Miles Partnership, LLLP and Sandestin Beach Hotel, Ltd., d/b/a Hilton Sandestin Beach Golf Resort & Spa (“The Controllers”) collect personal data from individual users of www.hiltonsandestinbeach.com, www.serenitybytheseaspa.com and www.seagars.com. Certain elements of this data may constitute protected “personal data” as that term is defined in the E.U. General Data Protection Regulation (“GDPR”)*.
The following disclosures concerning The Controllers compliance with GDPR are presented for informational and compliance purposes only. Nothing in these disclosures constitutes a representation that any particular data or service is governed or subject to GDPR, nor do these disclosures represent or constitute any contract or undertaking with any individual.
GDPR is set to take effect on May 25, 2018. On and after that date, The Controllers will comply with GDPR to the extent applicable.
The Controllers utilize personal data including the information provided by you during usage of the website and submission of forms. The Controllers process this data for marketing purposes. This data may be used, for example, to send information electronically or physically that you request.
The Controllers may seek your consent to send communications (marketing communications). The Controllers will seek a separate consent to send these communications in certain cases which may be revoked by you at any time via email to [email protected] or by clicking unsubscribe on the pertinent email communication.
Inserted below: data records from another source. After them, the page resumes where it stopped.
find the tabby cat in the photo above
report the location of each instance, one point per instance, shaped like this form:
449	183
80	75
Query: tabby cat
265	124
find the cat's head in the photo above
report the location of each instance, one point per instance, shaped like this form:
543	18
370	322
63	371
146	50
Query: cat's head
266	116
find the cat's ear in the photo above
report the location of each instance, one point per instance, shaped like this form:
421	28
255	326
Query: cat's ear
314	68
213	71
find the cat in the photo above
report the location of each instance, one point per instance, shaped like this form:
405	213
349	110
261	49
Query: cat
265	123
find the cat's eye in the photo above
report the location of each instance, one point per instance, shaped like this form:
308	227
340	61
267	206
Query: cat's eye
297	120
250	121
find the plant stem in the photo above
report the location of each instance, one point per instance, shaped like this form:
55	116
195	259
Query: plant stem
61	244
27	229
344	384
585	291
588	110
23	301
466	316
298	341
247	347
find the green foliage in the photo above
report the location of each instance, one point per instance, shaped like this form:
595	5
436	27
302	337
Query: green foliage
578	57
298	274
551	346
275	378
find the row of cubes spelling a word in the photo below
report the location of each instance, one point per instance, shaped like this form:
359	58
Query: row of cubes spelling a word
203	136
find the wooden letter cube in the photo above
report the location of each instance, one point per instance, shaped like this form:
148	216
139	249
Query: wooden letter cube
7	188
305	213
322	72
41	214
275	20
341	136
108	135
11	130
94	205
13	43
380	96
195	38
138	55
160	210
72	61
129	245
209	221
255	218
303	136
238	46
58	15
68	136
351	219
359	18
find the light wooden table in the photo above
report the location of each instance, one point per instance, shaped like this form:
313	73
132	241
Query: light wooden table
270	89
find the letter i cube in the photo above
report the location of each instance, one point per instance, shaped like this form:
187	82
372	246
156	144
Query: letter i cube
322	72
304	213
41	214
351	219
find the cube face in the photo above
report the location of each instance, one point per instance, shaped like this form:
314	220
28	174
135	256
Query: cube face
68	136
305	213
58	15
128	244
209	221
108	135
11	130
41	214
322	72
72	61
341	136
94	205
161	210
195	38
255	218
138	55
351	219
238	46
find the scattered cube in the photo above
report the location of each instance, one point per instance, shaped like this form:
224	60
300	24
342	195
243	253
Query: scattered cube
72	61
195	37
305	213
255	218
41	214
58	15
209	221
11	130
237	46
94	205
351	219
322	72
Recipients of personal data may include fulfillment providers for physical mailing, email deployers, technical providers of data storage, and back-end service providers. All employees of The Controllers who receive or review personal data have received training concerning maintaining the confidentiality of such data and committed themselves to confidentiality. Where appropriate, The Controllers will enter into written agreements governing the processing and confidentiality of personal data by third parties.
The Controllers will retain data only as long as is necessary.
If the GDPR applies to retention of your personal data, you have several rights including (i) the right to request access, rectification or erasure of your data, (ii) the right to lodge a complaint with the appropriate European Union supervisory authority, and (iii) to the extent processing of data is based on consent, you have the right to withdraw consent; (iv) the right to be informed about how we use your data; (v) the right to object to certain types of processing, including processing for direct marketing; (vi) the right to “block” or suppress further use of your data; and (vii) the right to obtain and reuse your personal information for your own purposes across different services.
*A copy of the GDPR is available here (last retrieved: April 10, 2018).